Bases: DictionaryObject

A class representing the basic document metadata provided in a PDF File. This class is accessible through PdfReader.metadata.

All text properties of the document metadata have two properties, e.g. author and author_raw. The non-raw property will always return a TextStringObject, making it ideal for a case where the metadata is being displayed. The raw property can sometimes return a ByteStringObject, if pypdf was unable to decode the string’s text encoding; this requires additional safety in the caller and therefore is not as commonly accessed.

property title: str | None

Read-only property accessing the document’s title.

Returns a TextStringObject or None if the title is not specified.

property title_raw: str | None

The “raw” version of title; can return a ByteStringObject.

property author: str | None

Read-only property accessing the document’s author.

Returns a TextStringObject or None if the author is not specified.

property author_raw: str | None

The “raw” version of author; can return a ByteStringObject.

property subject: str | None

Read-only property accessing the document’s subject.

Returns a TextStringObject or None if the subject is not specified.

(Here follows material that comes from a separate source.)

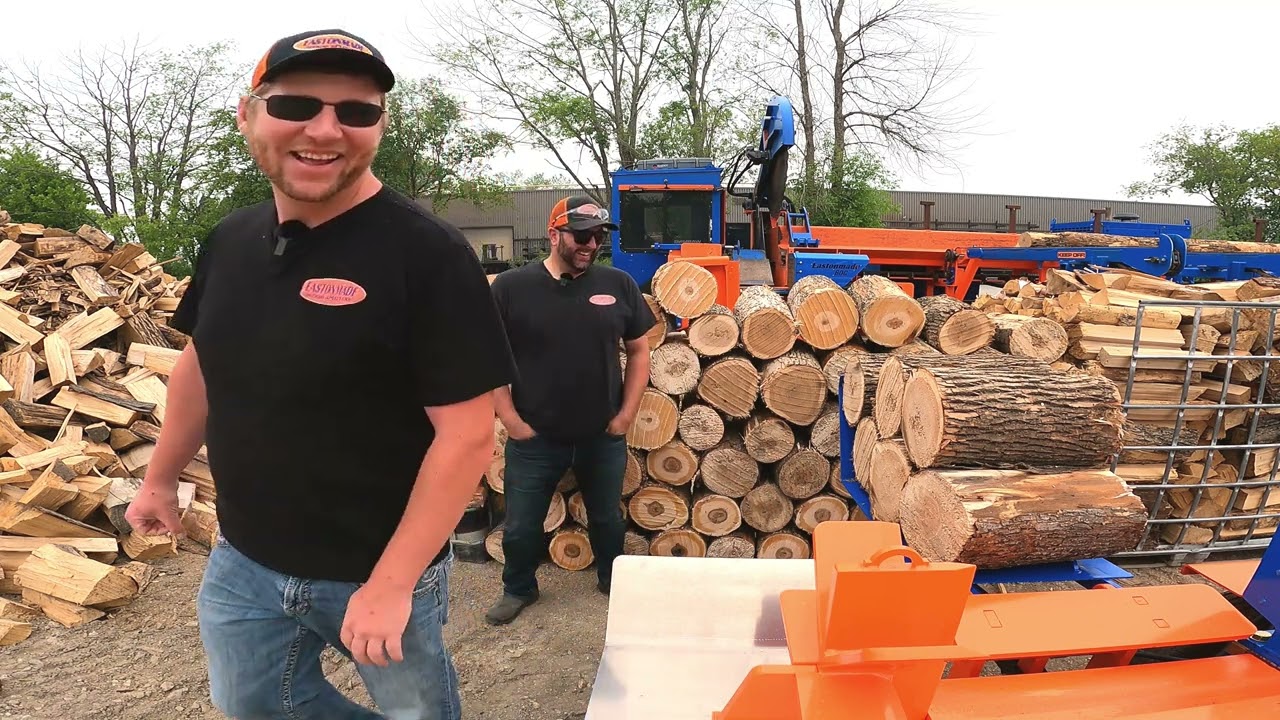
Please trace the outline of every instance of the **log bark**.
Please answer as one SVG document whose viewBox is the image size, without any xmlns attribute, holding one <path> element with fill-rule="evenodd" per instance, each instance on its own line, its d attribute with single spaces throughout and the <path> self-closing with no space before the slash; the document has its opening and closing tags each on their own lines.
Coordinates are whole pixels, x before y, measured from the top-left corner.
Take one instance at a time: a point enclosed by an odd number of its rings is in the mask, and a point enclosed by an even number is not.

property subject_raw: str | None

The “raw” version of subject; can return a ByteStringObject.

property creator: str | None

Read-only property accessing the document’s creator.

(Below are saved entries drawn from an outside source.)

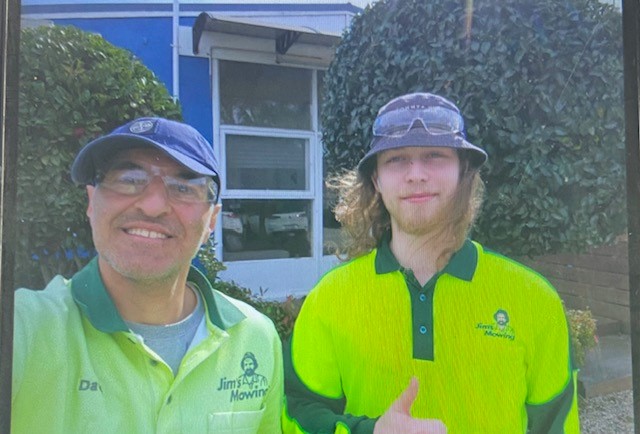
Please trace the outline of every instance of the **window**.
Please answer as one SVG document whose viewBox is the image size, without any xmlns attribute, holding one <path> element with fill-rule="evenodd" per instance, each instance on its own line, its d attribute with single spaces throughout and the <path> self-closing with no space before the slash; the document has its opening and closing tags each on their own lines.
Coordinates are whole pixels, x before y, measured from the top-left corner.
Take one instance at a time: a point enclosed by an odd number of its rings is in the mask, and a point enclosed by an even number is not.
<svg viewBox="0 0 640 434">
<path fill-rule="evenodd" d="M 312 71 L 220 61 L 220 120 L 227 125 L 311 129 Z"/>
<path fill-rule="evenodd" d="M 232 61 L 218 68 L 222 259 L 311 257 L 315 73 Z"/>
<path fill-rule="evenodd" d="M 306 190 L 308 146 L 302 138 L 227 135 L 227 188 Z"/>
<path fill-rule="evenodd" d="M 226 261 L 311 256 L 311 200 L 222 201 Z"/>
</svg>

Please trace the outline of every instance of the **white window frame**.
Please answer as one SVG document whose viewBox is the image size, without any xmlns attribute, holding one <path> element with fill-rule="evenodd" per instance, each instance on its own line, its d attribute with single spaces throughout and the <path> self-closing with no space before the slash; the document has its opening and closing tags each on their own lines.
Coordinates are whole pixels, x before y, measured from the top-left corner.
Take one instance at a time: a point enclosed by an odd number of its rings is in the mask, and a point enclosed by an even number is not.
<svg viewBox="0 0 640 434">
<path fill-rule="evenodd" d="M 230 189 L 223 180 L 221 199 L 315 199 L 316 155 L 313 152 L 318 146 L 317 135 L 311 131 L 282 130 L 273 128 L 256 128 L 237 125 L 220 126 L 220 167 L 227 173 L 227 137 L 228 136 L 268 137 L 273 139 L 302 139 L 305 141 L 305 185 L 304 190 L 258 190 Z"/>
</svg>

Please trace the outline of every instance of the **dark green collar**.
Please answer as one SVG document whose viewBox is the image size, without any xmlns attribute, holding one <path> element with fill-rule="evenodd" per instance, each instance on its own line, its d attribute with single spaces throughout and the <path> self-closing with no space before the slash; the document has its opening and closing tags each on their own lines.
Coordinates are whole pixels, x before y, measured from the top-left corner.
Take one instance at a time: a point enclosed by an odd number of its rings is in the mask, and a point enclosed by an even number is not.
<svg viewBox="0 0 640 434">
<path fill-rule="evenodd" d="M 216 327 L 227 330 L 245 318 L 237 307 L 213 290 L 207 278 L 197 268 L 191 266 L 187 280 L 200 290 L 207 305 L 209 319 Z M 71 294 L 96 329 L 105 333 L 129 330 L 104 287 L 97 257 L 73 276 Z"/>
<path fill-rule="evenodd" d="M 386 234 L 382 237 L 382 240 L 380 240 L 380 244 L 378 245 L 375 260 L 377 274 L 390 273 L 402 268 L 389 247 L 390 239 L 390 234 Z M 466 240 L 460 250 L 453 254 L 441 274 L 447 273 L 470 282 L 471 279 L 473 279 L 473 274 L 476 271 L 477 265 L 478 251 L 476 246 L 471 242 L 471 240 Z"/>
</svg>

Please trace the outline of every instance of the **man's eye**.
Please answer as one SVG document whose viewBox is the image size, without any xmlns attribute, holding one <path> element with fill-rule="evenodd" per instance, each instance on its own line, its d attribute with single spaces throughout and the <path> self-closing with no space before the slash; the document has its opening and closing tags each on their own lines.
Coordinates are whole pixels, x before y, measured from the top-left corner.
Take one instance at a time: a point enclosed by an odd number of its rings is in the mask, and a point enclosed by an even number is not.
<svg viewBox="0 0 640 434">
<path fill-rule="evenodd" d="M 447 158 L 447 154 L 440 151 L 433 151 L 427 154 L 427 159 L 439 159 L 439 158 Z"/>
<path fill-rule="evenodd" d="M 389 157 L 387 159 L 387 163 L 402 163 L 403 161 L 406 161 L 406 160 L 407 159 L 402 155 L 395 155 L 393 157 Z"/>
<path fill-rule="evenodd" d="M 174 186 L 174 189 L 182 194 L 189 194 L 189 193 L 193 193 L 193 187 L 191 187 L 189 184 L 182 184 L 182 183 L 178 183 Z"/>
<path fill-rule="evenodd" d="M 145 185 L 149 177 L 145 172 L 127 171 L 121 172 L 113 177 L 114 182 L 123 185 Z"/>
<path fill-rule="evenodd" d="M 187 181 L 174 180 L 169 183 L 168 187 L 174 194 L 184 199 L 198 199 L 200 196 L 198 186 Z"/>
</svg>

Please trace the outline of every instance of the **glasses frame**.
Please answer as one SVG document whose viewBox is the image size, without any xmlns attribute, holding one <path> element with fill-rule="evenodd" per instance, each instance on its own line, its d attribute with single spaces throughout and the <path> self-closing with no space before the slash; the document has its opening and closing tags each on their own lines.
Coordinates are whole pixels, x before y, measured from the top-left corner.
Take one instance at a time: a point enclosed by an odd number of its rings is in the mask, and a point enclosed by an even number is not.
<svg viewBox="0 0 640 434">
<path fill-rule="evenodd" d="M 156 166 L 151 166 L 152 171 L 149 171 L 147 168 L 145 167 L 138 167 L 138 168 L 123 168 L 123 169 L 108 169 L 108 170 L 104 170 L 104 171 L 98 171 L 96 172 L 96 176 L 94 179 L 94 185 L 96 187 L 104 187 L 107 190 L 114 192 L 116 194 L 122 195 L 122 196 L 129 196 L 129 197 L 134 197 L 134 196 L 139 196 L 141 195 L 146 188 L 149 186 L 149 184 L 151 184 L 153 182 L 153 179 L 155 177 L 159 177 L 160 179 L 162 179 L 162 182 L 165 186 L 165 190 L 167 192 L 167 196 L 175 201 L 178 201 L 180 203 L 187 203 L 187 204 L 194 204 L 194 203 L 209 203 L 209 204 L 216 204 L 218 202 L 219 199 L 219 193 L 220 193 L 220 185 L 218 183 L 218 181 L 211 177 L 211 176 L 206 176 L 206 175 L 202 175 L 202 176 L 198 176 L 195 178 L 180 178 L 177 176 L 173 176 L 173 175 L 164 175 L 161 174 L 161 169 L 156 167 Z M 147 177 L 146 177 L 146 182 L 144 183 L 140 183 L 140 184 L 131 184 L 127 187 L 130 187 L 133 189 L 132 192 L 127 192 L 124 191 L 123 189 L 119 189 L 117 187 L 116 184 L 112 184 L 109 183 L 108 181 L 105 181 L 108 178 L 109 172 L 111 171 L 121 171 L 121 172 L 144 172 L 146 173 Z M 201 180 L 204 180 L 204 183 L 206 184 L 206 188 L 207 188 L 207 199 L 200 201 L 200 200 L 185 200 L 184 198 L 181 198 L 179 196 L 176 196 L 176 190 L 172 189 L 171 186 L 172 185 L 179 185 L 179 184 L 183 184 L 183 183 L 193 183 L 193 181 L 198 181 L 198 182 L 202 182 Z"/>
<path fill-rule="evenodd" d="M 390 110 L 378 115 L 371 127 L 375 137 L 398 138 L 414 128 L 416 122 L 431 135 L 462 135 L 464 119 L 459 112 L 445 107 Z"/>
</svg>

If the document was converted to PDF from another format, this is the name of the application (e.g. OpenOffice) that created the original document from which it was converted. Returns a TextStringObject or None if the creator is not specified.

property creator_raw: str | None

The “raw” version of creator; can return a ByteStringObject.

property producer: str | None

Read-only property accessing the document’s producer.

If the document was converted to PDF from another format, this is the name of the application (for example, macOS Quartz) that converted it to PDF. Returns a TextStringObject or None if the producer is not specified.

property producer_raw: str | None

The “raw” version of producer; can return a ByteStringObject.

property creation_date: datetime | None

Read-only property accessing the document’s creation date.

property creation_date_raw: str | None

The “raw” version of creation date; can return a ByteStringObject.

Typically in the format D:YYYYMMDDhhmmss[+Z-]hh'mm where the suffix is the offset from UTC.

property modification_date: datetime | None

Read-only property accessing the document’s modification date.

The date and time the document was most recently modified.

property modification_date_raw: str | None

The “raw” version of modification date; can return a ByteStringObject.

Typically in the format D:YYYYMMDDhhmmss[+Z-]hh'mm where the suffix is the offset from UTC.

property keywords: str | None

Read-only property accessing the document’s keywords.

Returns a TextStringObject or None if keywords are not specified.

property keywords_raw: str | None

The “raw” version of keywords; can return a ByteStringObject.